「PL学園」野球部復活で桑田真澄氏が直面する“脱・勝利至上主義”

 名門復活か? PL学園野球部OB会の総会が行われ、同会長である桑田真澄氏の口から衝撃的な報告がなされた。

「昨年、教団側と何度か話し合いの場を持つことができました。野球部の復部について考えていることが分かりました。今は、その方法やタイミングを模索していると…」

 額面通りに捉えれば、春夏の甲子園で計7度の優勝を誇る名門野球部が復活するかもしれない。しかし関係者によると、「そこまで話は進んでいない」と、桑田氏の勇み足を指摘する声も聞かれた。

「桑田氏が学校側と話し合いの場を持ったことは複数のOBメンバーも知っていました。でも、学校経営者の言う『考えている』のニュアンスが違うんじゃないかな」

 PL学園出身のプロ野球解説者がそう言う。

 そもそも、名門PL野球部が事実上の廃部に追い込まれたきっかけは、相次ぐ不祥事だった。それも、寮生活が関係していた。

「PLは全国から甲子園出場を目指すトップ選手が越境入学してきました。上下関係にも厳しく、プロに進んだOBが理不尽な締めつけなどを面白おかしくしゃべっているのも、学校経営陣は不愉快に思っていたようです」(同前)

 しかし、今まで復部に関して聞く耳すら持たなかった学校側を同じテーブルに着かせた功績は大きい。これは桑田氏の熱意であり、「彼でなければできなかった」という。この件は勇み足を指摘する先のOBも認めていた。

「桑田氏はスポーツの理不尽な上下関係や暴力的指導をなくすべきと、メディアで再三訴えてきました。これは、プロ野球に進んだ他のOBとは違い、好印象を与えたはずです」(アマチュア野球担当記者)

 桑田氏はPL学園が初参加となったマスターズ甲子園などのイベントにも協力し、復部を願うOBを一つにまとめてきた。しかし、自身も「不透明」としていた復部の方法はいまだ話し合われていない。

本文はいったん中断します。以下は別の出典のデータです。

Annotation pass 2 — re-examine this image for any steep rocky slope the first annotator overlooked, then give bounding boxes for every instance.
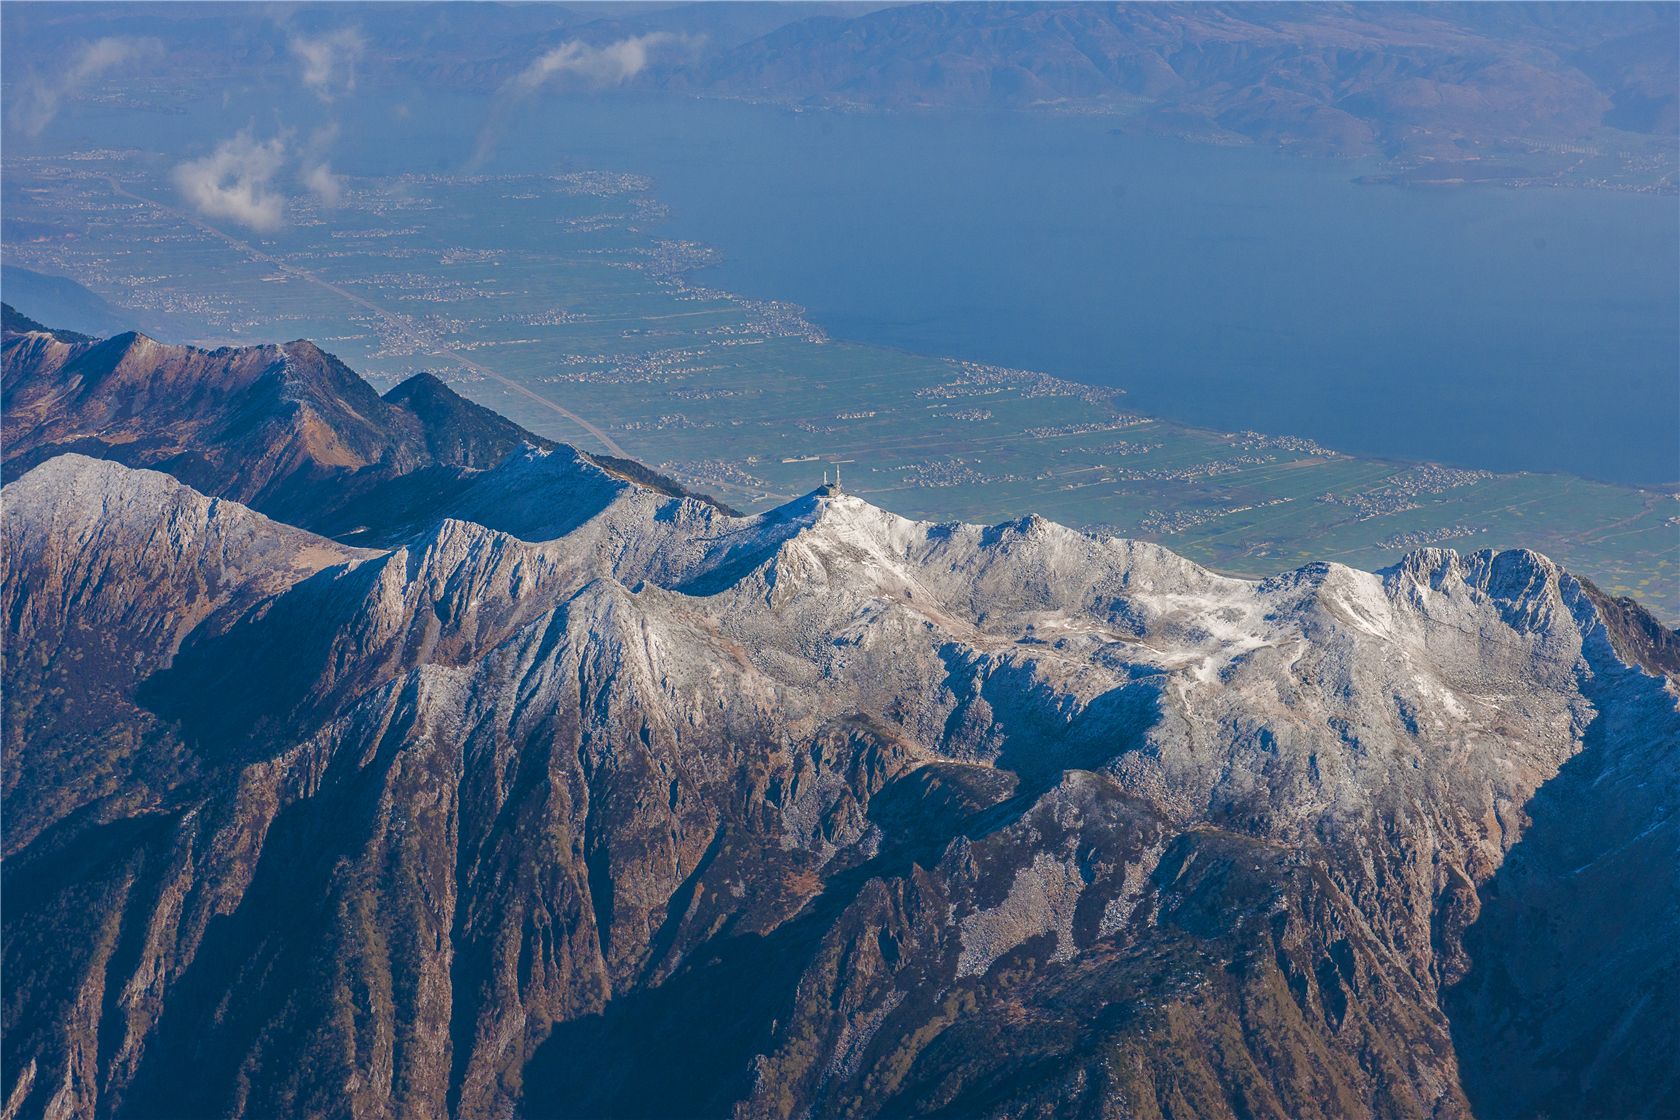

「大阪は大阪桐蔭、履正社などの新しい強豪校が有望な生徒を集めており、もはやPLが割って入る隙間もありません。不祥事の根源となった野球部員の寮生活は当然、見直しとなるでしょうし、寮自体も取り壊されている。であれば、PL学園野球部はどんな方向性を目指すのか。強い野球部ではなく、同好会的な活動になりそうです」(同前)

 他の強豪校との差別化を図る意味で、エンジョイ・ベースボールも「アリ」かもしれない。復部の方法について、今後、桑田氏は他のOBたちとも意見調整しなければならないが、野球部の在り方を巡って衝突する恐れもある。桑田氏の交渉はこれからが本番だ。